Let's look back at the principles of the definition of chaos engineering written above. Are these simulations consistent with these principles? If you have experience in processing the production environment, you will know that such simulation is actually different from the logic of high CPU and high IO in the real environment.

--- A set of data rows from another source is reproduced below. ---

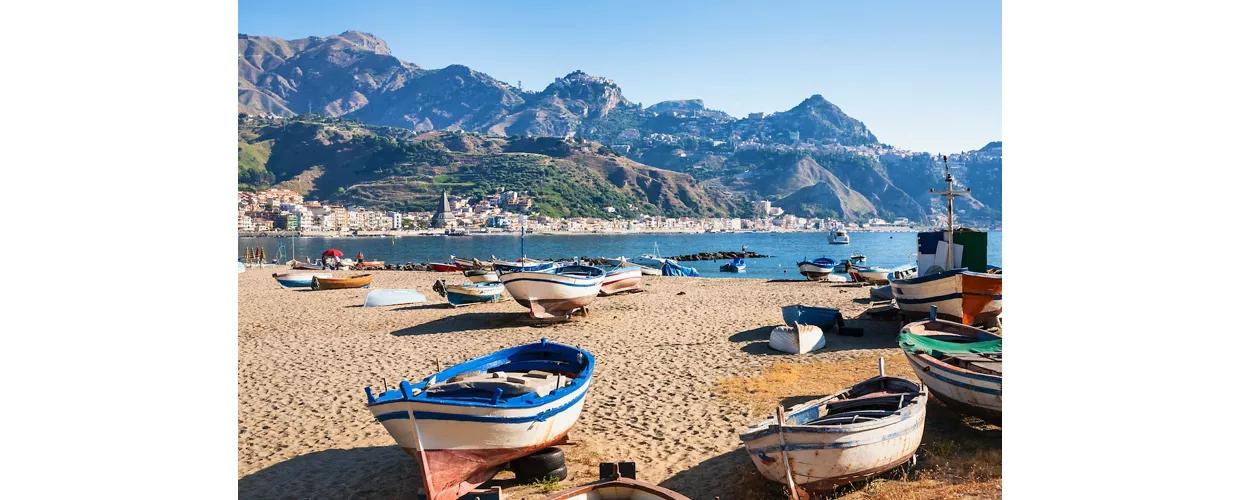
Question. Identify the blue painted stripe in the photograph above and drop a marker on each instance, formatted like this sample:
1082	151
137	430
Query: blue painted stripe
962	385
487	418
947	297
837	444
594	282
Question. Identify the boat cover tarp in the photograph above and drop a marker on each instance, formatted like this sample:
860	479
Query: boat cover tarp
923	344
671	268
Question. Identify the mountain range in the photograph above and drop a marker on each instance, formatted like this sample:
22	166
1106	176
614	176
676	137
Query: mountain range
812	159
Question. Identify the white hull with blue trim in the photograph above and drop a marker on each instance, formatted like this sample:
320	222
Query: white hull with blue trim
465	423
850	436
556	292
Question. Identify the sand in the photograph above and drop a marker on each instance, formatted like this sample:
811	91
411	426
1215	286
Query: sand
305	356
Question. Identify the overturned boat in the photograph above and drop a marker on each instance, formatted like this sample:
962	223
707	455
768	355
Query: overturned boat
465	423
556	292
853	434
961	365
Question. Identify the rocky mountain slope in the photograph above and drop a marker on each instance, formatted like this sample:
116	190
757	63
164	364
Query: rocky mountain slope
812	159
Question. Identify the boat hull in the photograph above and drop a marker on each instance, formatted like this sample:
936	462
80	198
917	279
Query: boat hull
626	278
393	297
548	294
341	283
959	295
459	294
298	279
826	458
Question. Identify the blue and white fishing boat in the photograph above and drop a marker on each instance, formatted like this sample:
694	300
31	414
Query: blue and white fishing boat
850	436
554	292
735	266
393	297
298	279
961	365
817	268
463	424
469	293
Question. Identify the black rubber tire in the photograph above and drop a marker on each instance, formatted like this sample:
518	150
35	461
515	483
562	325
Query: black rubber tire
540	463
561	473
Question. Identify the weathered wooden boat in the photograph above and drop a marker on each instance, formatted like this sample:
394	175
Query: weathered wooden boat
850	436
822	318
393	297
817	268
797	338
469	293
614	486
961	365
620	278
735	266
464	423
482	276
298	279
959	294
357	281
556	292
444	267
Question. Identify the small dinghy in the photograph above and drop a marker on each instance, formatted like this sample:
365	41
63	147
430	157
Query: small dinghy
817	268
822	318
556	292
620	278
735	266
393	297
469	293
613	485
961	365
464	423
853	434
358	281
298	279
797	339
482	276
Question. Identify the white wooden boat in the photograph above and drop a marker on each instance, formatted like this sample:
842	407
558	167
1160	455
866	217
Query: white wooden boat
393	297
469	293
298	279
797	338
464	423
959	294
961	365
482	276
620	278
850	436
556	292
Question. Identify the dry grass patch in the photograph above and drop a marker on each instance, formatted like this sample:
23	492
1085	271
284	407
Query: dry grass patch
959	458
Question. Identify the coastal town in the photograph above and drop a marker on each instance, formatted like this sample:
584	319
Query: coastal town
279	211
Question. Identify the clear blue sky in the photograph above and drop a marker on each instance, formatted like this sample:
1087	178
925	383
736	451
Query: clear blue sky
920	75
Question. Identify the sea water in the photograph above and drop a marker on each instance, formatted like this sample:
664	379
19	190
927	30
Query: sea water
881	248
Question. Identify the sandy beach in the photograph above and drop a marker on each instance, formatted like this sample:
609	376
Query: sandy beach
668	362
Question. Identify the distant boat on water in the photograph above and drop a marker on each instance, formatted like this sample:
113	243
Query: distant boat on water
817	268
464	423
735	266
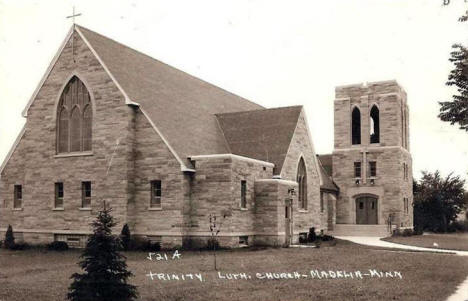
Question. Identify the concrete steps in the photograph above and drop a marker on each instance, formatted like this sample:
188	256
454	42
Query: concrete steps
360	230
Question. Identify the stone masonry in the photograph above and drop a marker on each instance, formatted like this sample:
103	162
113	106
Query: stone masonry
129	151
391	185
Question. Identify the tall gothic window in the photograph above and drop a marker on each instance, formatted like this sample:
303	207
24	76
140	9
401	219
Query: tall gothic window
74	118
302	182
356	126
374	125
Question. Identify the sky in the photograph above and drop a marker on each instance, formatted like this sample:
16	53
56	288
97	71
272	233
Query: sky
276	53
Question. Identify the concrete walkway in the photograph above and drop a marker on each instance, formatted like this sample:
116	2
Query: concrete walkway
461	294
375	241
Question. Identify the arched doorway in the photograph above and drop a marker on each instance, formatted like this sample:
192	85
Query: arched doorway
366	210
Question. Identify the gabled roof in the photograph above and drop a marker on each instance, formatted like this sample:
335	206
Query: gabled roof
326	171
261	134
179	105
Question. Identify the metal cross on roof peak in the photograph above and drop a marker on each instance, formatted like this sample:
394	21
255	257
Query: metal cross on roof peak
73	15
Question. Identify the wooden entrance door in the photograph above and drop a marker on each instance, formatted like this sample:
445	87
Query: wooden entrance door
366	210
288	222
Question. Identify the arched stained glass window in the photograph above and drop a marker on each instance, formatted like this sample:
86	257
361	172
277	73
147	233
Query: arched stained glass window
302	183
375	125
356	126
74	118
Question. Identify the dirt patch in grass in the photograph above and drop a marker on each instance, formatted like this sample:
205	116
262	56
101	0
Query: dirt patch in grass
35	275
457	241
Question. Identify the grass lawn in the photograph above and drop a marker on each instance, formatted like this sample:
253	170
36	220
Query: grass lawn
41	275
456	241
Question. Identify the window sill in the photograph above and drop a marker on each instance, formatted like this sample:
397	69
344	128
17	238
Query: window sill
74	154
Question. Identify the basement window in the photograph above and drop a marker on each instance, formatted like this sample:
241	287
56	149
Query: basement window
243	241
357	169
58	195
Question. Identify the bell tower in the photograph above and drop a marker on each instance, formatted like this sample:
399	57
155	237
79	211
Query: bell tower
372	164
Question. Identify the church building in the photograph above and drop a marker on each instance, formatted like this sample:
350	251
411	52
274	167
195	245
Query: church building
168	152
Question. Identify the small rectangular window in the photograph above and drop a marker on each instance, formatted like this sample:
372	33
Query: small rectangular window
85	194
243	194
321	202
373	168
243	240
156	194
58	195
357	169
18	196
406	205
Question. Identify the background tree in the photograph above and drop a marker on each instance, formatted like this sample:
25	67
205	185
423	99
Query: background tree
105	277
437	201
9	242
455	111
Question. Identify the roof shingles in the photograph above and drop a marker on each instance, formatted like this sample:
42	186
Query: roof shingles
181	106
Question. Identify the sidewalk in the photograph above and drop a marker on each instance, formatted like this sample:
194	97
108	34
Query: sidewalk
461	294
375	241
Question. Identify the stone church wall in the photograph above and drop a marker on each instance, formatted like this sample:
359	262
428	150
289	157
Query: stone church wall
154	161
301	146
35	165
217	190
390	186
270	196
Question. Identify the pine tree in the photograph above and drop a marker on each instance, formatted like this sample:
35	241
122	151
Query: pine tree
9	238
126	237
105	277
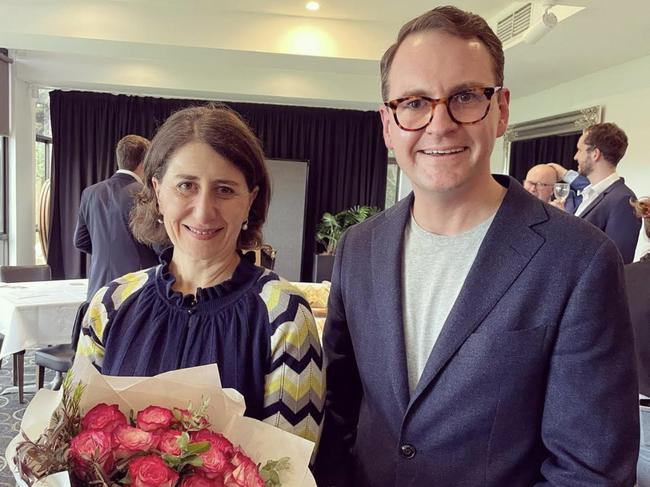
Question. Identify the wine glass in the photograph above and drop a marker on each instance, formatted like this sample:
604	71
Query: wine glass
561	191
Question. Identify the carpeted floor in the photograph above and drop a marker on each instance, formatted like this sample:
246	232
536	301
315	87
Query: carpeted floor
11	412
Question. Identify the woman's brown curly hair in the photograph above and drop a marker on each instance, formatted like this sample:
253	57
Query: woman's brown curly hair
230	137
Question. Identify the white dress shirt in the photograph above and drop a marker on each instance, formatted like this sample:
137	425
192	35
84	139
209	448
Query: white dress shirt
591	192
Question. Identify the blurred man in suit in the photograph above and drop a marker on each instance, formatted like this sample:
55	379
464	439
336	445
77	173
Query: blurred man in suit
453	358
103	222
540	180
606	200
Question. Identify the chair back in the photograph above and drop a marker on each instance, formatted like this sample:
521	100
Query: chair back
78	319
25	273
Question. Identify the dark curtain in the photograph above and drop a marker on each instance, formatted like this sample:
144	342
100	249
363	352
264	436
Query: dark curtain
525	154
345	150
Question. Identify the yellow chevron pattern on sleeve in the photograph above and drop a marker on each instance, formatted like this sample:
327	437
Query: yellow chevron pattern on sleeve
294	391
277	295
95	319
297	336
127	285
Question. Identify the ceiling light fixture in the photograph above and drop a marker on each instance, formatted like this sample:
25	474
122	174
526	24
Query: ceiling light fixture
313	6
542	26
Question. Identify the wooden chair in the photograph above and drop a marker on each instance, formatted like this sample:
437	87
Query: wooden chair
59	357
27	273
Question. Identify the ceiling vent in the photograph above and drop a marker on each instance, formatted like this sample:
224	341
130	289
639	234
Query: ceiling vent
515	23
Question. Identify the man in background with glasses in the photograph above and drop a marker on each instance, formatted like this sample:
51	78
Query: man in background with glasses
540	180
475	336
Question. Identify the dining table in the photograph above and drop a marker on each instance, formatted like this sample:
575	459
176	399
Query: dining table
38	314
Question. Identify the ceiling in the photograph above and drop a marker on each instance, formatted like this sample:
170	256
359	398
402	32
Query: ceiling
276	51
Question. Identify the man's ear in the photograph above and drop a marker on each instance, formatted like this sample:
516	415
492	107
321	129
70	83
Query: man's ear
386	116
504	111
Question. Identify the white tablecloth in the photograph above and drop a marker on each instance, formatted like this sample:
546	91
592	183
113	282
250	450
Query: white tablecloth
37	314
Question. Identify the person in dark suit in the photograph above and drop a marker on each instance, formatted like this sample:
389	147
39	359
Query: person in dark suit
452	357
637	283
103	222
606	200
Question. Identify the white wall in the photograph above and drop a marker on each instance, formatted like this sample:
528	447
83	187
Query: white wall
21	174
624	93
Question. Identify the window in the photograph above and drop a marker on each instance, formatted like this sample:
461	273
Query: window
43	162
4	243
392	182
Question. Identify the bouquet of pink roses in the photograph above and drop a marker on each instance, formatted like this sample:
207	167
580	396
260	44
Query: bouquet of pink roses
169	445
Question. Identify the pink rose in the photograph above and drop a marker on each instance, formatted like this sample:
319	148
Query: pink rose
154	418
215	462
90	447
245	475
168	442
151	471
200	480
218	441
128	440
103	417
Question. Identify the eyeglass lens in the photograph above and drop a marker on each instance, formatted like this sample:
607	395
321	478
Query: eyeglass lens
465	107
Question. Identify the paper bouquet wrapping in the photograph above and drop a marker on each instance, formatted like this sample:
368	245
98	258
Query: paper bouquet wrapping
229	451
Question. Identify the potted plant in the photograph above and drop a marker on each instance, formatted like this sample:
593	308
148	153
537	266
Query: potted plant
328	233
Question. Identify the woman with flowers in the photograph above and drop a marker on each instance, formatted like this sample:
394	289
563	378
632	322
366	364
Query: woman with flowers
205	197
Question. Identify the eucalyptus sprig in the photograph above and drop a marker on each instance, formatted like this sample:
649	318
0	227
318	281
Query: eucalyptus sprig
49	453
270	472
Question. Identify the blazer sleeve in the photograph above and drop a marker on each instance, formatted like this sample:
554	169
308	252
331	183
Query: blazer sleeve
623	228
590	424
81	234
332	466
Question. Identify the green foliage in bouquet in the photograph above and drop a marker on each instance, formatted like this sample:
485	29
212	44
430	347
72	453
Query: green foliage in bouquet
270	472
49	453
332	226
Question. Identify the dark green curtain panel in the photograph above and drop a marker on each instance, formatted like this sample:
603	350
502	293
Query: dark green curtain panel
345	150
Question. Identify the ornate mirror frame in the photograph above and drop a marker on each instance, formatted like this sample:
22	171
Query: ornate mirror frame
564	123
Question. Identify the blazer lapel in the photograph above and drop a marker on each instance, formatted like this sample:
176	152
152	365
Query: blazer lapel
386	264
506	250
601	196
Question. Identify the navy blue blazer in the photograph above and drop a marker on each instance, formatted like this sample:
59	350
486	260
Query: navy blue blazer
637	281
532	380
103	231
612	213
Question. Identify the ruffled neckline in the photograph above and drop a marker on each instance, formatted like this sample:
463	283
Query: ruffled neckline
245	275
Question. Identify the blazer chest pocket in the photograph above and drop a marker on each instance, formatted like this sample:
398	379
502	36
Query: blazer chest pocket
513	344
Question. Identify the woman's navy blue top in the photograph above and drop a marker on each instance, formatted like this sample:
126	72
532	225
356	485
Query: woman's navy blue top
255	326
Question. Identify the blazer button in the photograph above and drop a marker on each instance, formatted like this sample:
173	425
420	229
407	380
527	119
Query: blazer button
408	451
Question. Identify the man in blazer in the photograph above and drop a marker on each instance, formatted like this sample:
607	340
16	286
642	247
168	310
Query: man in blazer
476	336
103	221
606	200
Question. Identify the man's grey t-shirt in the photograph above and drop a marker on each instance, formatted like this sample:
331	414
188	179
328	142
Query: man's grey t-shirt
433	272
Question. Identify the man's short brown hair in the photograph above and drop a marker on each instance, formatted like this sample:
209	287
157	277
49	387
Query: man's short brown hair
452	21
130	151
609	139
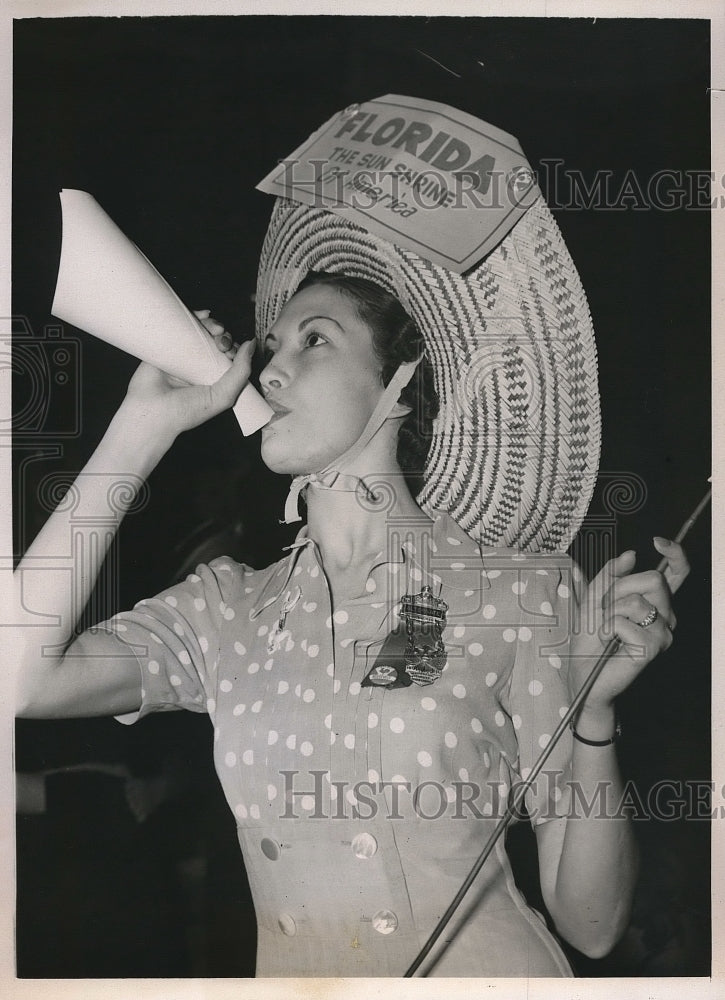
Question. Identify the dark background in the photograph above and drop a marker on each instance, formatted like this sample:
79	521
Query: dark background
169	123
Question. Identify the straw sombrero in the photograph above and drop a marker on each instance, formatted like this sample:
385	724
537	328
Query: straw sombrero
516	444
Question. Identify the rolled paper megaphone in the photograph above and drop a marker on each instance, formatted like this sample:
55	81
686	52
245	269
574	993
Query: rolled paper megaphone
107	287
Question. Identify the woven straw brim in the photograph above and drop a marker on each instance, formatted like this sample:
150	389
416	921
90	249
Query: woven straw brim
516	444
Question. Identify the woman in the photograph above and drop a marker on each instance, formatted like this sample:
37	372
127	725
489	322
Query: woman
376	693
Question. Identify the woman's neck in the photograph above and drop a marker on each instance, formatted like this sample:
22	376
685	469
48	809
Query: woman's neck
351	529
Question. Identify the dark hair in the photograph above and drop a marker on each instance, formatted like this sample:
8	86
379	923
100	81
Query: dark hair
396	338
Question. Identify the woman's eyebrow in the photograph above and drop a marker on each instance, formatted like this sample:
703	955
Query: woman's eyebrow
311	319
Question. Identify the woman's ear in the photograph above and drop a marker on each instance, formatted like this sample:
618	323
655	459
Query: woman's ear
400	410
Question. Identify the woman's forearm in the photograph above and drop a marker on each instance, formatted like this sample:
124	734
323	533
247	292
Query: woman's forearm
595	878
57	574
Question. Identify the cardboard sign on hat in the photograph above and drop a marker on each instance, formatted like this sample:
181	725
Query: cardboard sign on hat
107	287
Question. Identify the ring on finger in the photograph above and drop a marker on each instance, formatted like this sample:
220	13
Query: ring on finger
650	619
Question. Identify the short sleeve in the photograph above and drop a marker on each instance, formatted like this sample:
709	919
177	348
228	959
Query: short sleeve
549	590
175	637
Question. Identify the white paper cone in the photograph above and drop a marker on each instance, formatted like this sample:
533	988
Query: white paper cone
107	287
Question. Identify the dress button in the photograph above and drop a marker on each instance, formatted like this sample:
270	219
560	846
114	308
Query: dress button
385	922
287	924
270	849
364	845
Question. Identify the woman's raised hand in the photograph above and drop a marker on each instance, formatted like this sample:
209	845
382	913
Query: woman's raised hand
637	607
164	406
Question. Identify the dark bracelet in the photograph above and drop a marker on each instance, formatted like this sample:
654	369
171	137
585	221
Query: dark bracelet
598	743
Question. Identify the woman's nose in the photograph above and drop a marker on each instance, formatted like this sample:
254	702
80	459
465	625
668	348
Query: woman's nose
273	376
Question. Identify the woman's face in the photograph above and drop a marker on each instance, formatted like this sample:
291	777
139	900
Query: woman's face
322	379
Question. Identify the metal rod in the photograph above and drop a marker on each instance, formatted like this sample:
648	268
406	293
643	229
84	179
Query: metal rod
516	798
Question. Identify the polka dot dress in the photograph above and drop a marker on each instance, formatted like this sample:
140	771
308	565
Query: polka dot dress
361	808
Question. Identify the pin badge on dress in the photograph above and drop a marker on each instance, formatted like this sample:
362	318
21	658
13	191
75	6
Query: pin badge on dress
279	633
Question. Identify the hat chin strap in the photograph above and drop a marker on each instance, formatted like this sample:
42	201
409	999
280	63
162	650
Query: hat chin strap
327	478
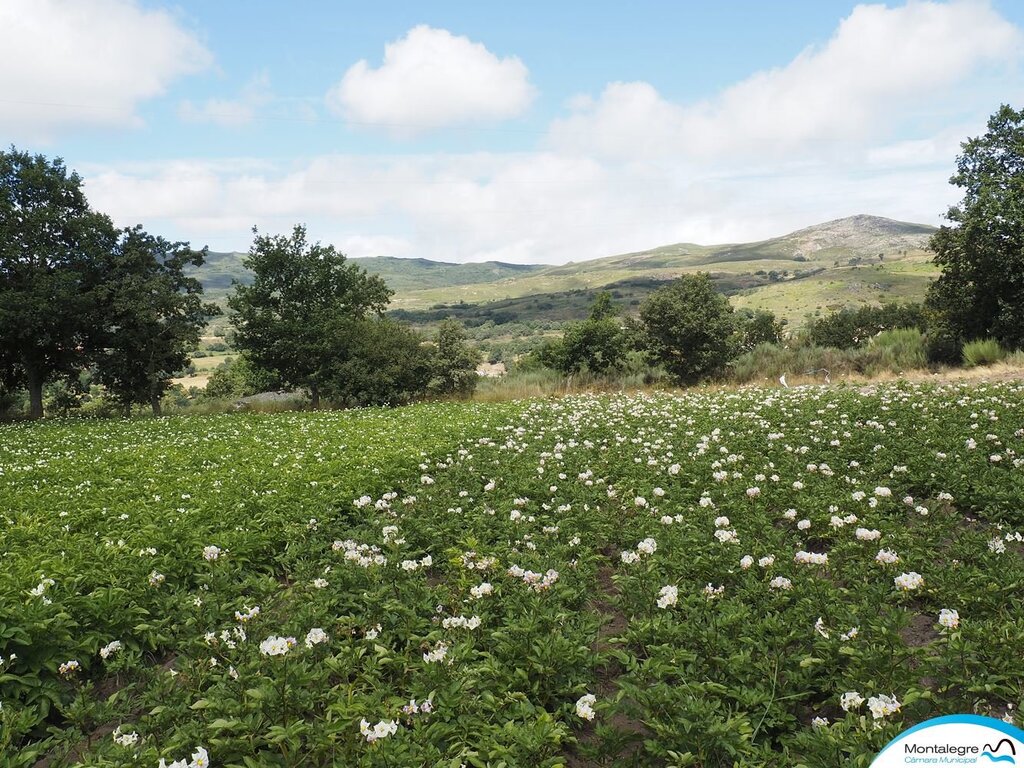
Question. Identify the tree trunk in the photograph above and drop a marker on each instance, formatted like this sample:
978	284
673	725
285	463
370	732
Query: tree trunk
35	383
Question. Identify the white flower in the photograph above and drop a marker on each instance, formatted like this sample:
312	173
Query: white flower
712	592
383	729
886	557
908	582
647	546
315	636
585	707
125	739
481	590
437	654
883	706
811	558
668	596
851	700
276	646
247	614
111	648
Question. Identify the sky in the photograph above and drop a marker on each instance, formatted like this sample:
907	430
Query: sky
526	132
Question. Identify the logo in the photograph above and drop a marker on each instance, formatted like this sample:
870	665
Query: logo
992	753
955	739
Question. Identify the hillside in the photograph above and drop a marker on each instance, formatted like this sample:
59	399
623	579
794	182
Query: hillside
850	261
401	274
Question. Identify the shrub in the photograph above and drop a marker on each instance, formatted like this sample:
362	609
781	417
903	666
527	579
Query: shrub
982	352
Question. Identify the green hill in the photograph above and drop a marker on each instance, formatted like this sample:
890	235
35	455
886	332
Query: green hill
850	261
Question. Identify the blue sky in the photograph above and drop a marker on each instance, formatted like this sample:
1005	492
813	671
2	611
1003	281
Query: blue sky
527	132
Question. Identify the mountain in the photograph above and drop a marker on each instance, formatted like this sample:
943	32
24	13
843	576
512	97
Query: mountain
849	261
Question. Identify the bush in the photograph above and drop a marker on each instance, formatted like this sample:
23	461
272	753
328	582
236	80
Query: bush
982	352
899	349
386	365
851	328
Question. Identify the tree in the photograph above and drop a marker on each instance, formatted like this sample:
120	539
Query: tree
980	293
50	242
598	344
688	327
754	328
148	316
296	317
379	361
454	361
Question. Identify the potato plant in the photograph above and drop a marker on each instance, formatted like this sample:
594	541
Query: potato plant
756	578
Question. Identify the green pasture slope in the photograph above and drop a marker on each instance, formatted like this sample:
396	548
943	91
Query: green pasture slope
711	579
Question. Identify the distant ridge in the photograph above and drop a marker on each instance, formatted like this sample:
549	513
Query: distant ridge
848	261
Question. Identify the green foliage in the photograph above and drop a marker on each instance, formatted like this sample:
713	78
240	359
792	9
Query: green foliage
296	316
378	361
367	537
689	328
982	352
891	351
148	316
240	377
850	328
980	293
50	242
757	327
598	344
454	361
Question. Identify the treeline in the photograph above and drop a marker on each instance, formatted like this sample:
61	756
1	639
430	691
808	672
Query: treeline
85	306
78	294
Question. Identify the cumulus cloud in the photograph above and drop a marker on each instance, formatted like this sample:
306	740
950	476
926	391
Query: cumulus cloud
72	64
882	68
868	122
431	79
230	112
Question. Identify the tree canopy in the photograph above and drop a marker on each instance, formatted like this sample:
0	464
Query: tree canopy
980	293
50	244
689	327
148	315
297	314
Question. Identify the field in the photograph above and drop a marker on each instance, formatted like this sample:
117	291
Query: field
757	578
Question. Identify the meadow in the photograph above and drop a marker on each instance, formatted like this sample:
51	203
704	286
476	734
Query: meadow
751	578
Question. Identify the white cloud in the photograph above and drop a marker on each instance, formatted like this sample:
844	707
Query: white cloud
430	79
869	122
882	68
73	64
534	207
230	112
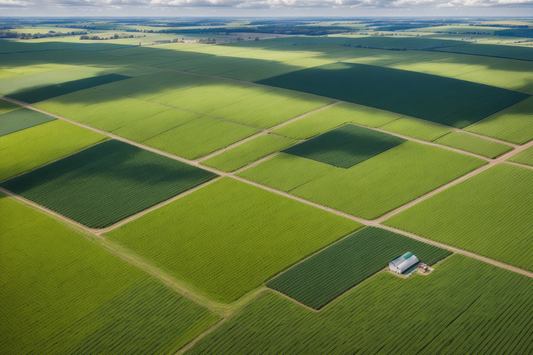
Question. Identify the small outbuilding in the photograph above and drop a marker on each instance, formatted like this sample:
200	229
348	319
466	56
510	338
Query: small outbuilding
403	263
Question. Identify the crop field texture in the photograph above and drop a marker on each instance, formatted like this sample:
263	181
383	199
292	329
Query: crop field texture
62	294
464	307
7	107
488	214
417	128
248	152
474	144
512	124
345	146
524	157
368	189
35	146
229	237
20	119
492	50
47	92
106	183
333	271
429	97
332	117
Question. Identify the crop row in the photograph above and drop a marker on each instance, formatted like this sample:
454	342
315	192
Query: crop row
62	294
465	306
328	274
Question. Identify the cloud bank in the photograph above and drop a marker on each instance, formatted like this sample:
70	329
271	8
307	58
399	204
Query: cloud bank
265	4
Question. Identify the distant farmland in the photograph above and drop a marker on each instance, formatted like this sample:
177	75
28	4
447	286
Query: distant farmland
183	188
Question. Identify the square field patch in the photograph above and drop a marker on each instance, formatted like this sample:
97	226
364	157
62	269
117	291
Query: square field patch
345	146
106	183
229	237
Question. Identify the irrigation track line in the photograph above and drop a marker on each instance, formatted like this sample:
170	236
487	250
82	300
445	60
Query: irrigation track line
376	222
192	342
340	101
265	131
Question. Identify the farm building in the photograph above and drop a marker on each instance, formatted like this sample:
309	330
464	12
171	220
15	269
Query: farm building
403	263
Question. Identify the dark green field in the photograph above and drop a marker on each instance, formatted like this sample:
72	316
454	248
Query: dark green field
47	92
21	119
345	146
434	98
328	274
106	183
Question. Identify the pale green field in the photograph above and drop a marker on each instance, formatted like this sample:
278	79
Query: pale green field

- Usually we say whether an application can remain robust when the CPU is high. There are two meanings:
- 1. When other programs consume high CPU, whether the tested program can remain robust.
- 2. It refers to whether the tested program can remain robust when the code of the application itself consumes a lot of CPU.
Friends who have dealt with similar production problems will know that the first situation is almost invisible except that unreasonable deployment will occur. Chaosblade actually simulates this situation. In the second case, chaosblade can't do it now.
But the second case is the focus of the test process.
In fact, the meaning of chaos in English is confusion. This is a very different concept from Chinese chaos. Now this concept is translated into chaos, which really lowers the meaning of the word chaos itself.